I was lucky enough to get a seat, but ended up sitting next to a guy who actually urinated on the floor whilst sitting next to me (and yes, I was fast to pick my pink leather bag up off of the tube floor) the miniature yellow rivers trickling ever-closer to my suede, ankle boots; smells filtering through the carriage.  Good morning, Britain!

The mile-or-so walk from West Brompton involved, getting totally lost, stumbling onto a construction site in conjunction with icy gales of wind hailing South from the Scottish Highlands.  Oh to be indoors sipping Scotch and nibbling shortbread next to a fireplace with a hound at my feet.

This man looks very pleased
to be cooking me up for dinner
The tube strike brings out a real animal quality in people, snarling for space, pushing their way through with a sense of self-importance.  It clashes with the Golden Rule: "Do unto others as you would have them do to you."

If Tube Strike = Lord of the Flies then I'm yesterday's BBQ.

Monday, 27 January 2014

Sometimes it’s good to remember where you are from.

This lesson has taken me a while to learn.

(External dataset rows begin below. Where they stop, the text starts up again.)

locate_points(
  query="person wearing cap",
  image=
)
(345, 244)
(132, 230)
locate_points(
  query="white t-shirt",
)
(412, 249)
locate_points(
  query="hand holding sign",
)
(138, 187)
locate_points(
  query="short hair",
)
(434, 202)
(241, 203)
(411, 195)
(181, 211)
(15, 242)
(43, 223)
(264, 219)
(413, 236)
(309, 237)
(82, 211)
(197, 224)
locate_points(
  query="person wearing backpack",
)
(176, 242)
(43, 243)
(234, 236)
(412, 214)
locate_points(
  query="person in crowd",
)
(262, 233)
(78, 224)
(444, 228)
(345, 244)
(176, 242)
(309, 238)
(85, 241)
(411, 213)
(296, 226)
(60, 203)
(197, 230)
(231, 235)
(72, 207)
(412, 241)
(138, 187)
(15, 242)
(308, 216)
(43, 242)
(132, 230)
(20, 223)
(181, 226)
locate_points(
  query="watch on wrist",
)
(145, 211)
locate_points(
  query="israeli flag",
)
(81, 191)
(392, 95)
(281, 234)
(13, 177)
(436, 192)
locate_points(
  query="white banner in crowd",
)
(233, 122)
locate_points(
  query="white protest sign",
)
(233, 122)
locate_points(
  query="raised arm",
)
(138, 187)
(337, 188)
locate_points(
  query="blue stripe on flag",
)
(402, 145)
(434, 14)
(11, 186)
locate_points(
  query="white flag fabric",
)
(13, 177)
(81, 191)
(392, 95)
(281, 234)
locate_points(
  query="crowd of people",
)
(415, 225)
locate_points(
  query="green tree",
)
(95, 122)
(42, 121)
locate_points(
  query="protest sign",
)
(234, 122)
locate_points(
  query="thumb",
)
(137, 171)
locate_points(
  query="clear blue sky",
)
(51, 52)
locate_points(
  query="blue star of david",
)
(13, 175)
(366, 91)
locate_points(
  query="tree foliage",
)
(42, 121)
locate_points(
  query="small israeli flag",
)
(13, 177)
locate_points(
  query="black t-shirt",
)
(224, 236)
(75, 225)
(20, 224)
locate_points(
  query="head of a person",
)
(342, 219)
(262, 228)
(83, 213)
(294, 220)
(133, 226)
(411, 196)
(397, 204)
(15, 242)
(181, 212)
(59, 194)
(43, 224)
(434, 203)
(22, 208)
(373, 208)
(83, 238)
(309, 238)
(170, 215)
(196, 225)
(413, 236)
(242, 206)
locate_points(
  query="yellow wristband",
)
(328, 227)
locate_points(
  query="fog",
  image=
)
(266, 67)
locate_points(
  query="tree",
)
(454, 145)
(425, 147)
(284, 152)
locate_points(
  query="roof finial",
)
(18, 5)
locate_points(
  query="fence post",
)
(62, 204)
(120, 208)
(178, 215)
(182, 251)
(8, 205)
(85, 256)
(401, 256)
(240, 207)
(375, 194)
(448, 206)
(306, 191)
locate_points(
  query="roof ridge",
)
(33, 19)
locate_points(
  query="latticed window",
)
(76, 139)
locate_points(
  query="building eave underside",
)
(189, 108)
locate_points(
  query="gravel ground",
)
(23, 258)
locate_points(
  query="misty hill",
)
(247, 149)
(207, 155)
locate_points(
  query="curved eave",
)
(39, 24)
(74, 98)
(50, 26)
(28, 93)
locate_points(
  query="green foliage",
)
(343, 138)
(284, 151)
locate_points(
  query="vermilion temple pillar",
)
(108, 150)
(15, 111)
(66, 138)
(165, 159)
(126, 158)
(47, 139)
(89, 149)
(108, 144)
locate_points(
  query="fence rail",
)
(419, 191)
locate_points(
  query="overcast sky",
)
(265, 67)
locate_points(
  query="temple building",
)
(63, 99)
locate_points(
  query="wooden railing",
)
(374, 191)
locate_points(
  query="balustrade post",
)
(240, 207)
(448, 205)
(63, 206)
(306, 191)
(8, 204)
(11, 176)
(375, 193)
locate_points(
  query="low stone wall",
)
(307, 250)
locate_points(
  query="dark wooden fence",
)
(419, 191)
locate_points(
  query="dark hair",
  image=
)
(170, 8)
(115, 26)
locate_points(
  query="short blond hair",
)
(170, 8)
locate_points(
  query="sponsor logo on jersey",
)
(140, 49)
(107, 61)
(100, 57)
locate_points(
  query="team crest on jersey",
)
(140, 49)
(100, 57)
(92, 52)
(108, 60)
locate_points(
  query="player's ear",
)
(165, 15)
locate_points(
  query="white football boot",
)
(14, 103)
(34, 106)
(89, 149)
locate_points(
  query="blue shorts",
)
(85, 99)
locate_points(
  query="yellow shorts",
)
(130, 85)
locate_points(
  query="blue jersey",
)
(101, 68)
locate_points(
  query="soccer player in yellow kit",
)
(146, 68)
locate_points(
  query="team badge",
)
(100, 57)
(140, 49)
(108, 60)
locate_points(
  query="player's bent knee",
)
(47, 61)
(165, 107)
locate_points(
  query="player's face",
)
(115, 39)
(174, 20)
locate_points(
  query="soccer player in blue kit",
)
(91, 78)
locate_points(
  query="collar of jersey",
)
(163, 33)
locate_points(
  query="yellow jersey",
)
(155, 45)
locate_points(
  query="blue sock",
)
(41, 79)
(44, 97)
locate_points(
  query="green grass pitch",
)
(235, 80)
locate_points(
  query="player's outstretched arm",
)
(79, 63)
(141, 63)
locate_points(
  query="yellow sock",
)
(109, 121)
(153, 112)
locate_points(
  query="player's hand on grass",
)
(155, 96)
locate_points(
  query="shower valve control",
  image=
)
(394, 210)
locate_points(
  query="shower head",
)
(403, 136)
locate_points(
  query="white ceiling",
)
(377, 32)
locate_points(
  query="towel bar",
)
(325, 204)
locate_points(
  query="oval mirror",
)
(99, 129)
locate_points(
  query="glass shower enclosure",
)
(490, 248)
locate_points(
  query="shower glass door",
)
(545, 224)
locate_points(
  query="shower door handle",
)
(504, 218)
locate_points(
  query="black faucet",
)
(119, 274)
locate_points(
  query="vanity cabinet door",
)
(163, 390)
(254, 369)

When I left Kansas City I felt like I couldn't get far enough away.  That’s not a bad slant on Kansas City… K.C. is an awesome place to be from & a great city.  I had to grow up somewhere and I would have wanted to flee wherever I was from; that’s my nature to explore the exotic… So I went as far away as I could think to go.  London, England.  And here I am; lately I’m feeling a sense of nostalgia.  Maybe it’s the long winter nights giving me too much time to think… this heightened nostalgia could be a result of social networks like Facebook and Twitter and Instagram.  There are always reminders of old school friends; it’s so simple to be a part of someone’s daily life by scrolling through their Instagram profile, or to get a little banter going on Twitter that you would otherwise have had to plan a long distance phone call, write a letter or compose a thought-out e-mail to achieve.  Technology has connected me to my roots, and now that I’ve been far away for a while… I miss it!  Dorothy Gale had it right when she said, “There’s no place like home.” 

Dorothy Gale & Toto
I’m just not sure where home really is.  The only constant place in my memory is my grandparents' farm in Wisconsin… surrounded by forest, sometimes we’d spot a wintry wolf on the trail of a fat wild turkey; in the summer if the wind was right, we could hear the Dixieland jazz coming from the river boat cruises on the Mississippi River.  But Kansas City’s different from that, it’s more cosmopolitan yet still with a friendly Midwest sensibility: there are kitsch cafes, vintage shops, velvet lounges, red-neck bars, cool little art galleries, the jazz district at 18th and Vine, and diners!  24-hour diners where you could get a grilled cheese after a night out and all the freaky people would be there downing pancakes and fried fancies at 4:00 AM debriefing the evening's events with friends, waitresses never stop pouring coffee top-ups and driving home when the sun came up.  I miss that!

That being said, I love London; it’s a vibrant city full of culture, bursting with creativity, and plenty of quirk and glamour.  These things are what drew me here.  I’m also a big fan of vintage detective mysteries like Poirot and Sherlock Holmes, but that could be a topic for another blog.  Having been in London for over a decade now, I have a lot of good friends; like a second family.  I have career opportunities, creative outlets, constant cultural stimulus… I can’t complain.  I came here and I ‘made-it’ for lack of a better word.  But it’s funny how the grass can start to seem greener on the other side of the pond.
This photo was taken in Kansas City by Nate K.

It makes you ask yourself what ‘home’ means.  Is it where you are from?  Is it where you are now?  Is it where you are going?  Or is it simply where the heart is? 

One thing is for sure… I’m not in Kansas anymore.